Long gone are the days and dreams of those that sought one scenario to rule them all, one to bind them. Regulators understand that there is a value in being a nonconformist, even at the expense of harmonisation.
In a sense, this new insight liberates financial institutions to be more focused on sustainability risk assessments that make sense for them.
But it also will pose new challenges.
Follow the guidelines and use NGFS scenarios was a mantra that may have worked one or two years ago. Not so much anymore. There is now a clear expectation of being able to justify choices within an institution, to undergo an internal process of truth-finding.
Put differently, to actually have a view about how much transition alpha (or any other ESG alpha) an institution expects there to be, and the extent to which they intend to capture it.

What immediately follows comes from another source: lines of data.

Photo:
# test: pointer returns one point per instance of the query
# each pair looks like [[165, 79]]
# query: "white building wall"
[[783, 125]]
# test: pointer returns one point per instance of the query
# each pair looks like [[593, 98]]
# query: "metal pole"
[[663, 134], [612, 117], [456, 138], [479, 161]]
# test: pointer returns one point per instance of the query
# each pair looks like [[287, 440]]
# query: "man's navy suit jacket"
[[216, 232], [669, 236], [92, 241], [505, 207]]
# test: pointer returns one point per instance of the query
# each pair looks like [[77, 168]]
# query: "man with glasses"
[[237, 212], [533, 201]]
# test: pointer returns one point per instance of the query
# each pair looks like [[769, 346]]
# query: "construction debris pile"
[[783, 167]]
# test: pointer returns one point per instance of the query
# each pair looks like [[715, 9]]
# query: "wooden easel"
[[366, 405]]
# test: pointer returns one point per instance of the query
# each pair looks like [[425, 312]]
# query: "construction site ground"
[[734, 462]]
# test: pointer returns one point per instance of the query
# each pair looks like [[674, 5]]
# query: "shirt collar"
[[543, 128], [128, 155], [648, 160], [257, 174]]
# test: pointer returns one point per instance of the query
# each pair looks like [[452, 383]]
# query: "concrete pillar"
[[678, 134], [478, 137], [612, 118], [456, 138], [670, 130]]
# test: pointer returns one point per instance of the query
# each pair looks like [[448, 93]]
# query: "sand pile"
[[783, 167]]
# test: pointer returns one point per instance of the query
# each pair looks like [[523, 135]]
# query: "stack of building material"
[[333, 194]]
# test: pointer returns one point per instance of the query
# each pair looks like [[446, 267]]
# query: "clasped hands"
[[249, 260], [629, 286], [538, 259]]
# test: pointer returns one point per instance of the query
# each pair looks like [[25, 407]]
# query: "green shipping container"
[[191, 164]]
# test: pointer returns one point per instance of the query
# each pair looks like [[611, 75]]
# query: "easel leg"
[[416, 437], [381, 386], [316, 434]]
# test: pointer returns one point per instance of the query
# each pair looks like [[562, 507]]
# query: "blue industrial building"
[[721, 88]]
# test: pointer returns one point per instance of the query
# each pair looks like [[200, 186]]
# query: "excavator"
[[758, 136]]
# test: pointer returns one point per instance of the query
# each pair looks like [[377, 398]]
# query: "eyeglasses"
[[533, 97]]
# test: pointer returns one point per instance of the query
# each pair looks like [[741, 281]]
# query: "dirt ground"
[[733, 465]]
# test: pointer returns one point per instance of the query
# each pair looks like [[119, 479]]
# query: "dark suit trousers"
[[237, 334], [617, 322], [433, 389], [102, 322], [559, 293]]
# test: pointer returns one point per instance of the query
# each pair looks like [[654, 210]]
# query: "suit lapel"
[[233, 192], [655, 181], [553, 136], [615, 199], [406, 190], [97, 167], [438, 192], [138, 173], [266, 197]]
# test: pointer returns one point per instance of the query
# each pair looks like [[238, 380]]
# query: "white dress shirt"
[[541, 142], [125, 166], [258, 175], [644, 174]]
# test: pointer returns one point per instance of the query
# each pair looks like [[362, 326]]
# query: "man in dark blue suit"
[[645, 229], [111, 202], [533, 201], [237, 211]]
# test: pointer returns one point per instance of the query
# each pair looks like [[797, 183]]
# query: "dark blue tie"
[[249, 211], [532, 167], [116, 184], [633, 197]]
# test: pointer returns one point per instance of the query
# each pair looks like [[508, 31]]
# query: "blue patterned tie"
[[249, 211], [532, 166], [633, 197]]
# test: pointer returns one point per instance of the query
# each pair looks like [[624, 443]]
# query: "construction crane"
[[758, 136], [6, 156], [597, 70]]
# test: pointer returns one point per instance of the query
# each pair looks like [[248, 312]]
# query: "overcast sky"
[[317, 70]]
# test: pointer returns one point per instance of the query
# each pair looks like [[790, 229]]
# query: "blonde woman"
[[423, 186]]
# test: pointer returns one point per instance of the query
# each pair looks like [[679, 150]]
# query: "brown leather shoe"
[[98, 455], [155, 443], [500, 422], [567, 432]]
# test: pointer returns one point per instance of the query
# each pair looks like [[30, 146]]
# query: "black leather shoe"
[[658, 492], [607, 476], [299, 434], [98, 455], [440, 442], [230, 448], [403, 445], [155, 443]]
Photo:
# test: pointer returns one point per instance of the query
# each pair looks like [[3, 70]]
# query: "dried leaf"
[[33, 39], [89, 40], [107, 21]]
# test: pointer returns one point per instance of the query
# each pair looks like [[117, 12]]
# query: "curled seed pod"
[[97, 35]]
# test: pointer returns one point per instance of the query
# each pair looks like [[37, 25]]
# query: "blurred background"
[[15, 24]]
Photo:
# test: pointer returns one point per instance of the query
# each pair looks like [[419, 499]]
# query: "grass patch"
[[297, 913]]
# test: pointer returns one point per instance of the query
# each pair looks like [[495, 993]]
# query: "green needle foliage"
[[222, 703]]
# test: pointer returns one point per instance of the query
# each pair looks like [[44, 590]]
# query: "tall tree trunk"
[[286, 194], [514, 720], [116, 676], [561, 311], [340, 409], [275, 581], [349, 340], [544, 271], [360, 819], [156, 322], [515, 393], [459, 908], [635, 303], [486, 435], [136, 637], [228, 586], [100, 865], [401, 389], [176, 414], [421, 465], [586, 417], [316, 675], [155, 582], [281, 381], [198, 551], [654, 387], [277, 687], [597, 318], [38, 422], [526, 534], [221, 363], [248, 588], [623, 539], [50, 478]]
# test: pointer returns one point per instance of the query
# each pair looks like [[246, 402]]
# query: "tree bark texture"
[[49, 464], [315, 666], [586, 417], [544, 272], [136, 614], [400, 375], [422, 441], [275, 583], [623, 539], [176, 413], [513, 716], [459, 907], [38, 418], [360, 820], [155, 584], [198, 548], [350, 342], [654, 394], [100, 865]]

RI professionals should see this as an incredible opportunity to reframe the relationship around climate scenario analysis within an organisation. If an organisation needs to justify its scenario choice, it needs to build internal conviction.
Rather than simply forcing scenarios onto the risk or portfolio management teams, only to see them ignored, either because the ambition level was seen as unrealistic or the design implausible (note the recent NGFS short-term scenarios that see the US as one of the top five decarbonising economies until 2030), this new approach can create joint purpose. A regulatory mandate to co-create scenarios and convictions, rather than another era of box-ticking.
Perhaps a measure of progress in this dynamic is not the degree of harmonisation, but the conscious adaptation and wielding of standards to serve internal objectives.
In this new world, harmonisation still plays a role. For some primary metrics like emissions or assets reporting, ownership is both less important and harmonisation more realistic. For others, harmonised standards can reduce search and transaction costs. But when it comes to scenario analysis and the goal of comparability, understanding what investors actually believe and what risks they price may be more important than a one-size-fits-all mentality.
Perhaps it is time for another god in the world of disclosures, next to that of harmonisation: Emerson’s self-reliance. It seems that at least regulators increasingly think so.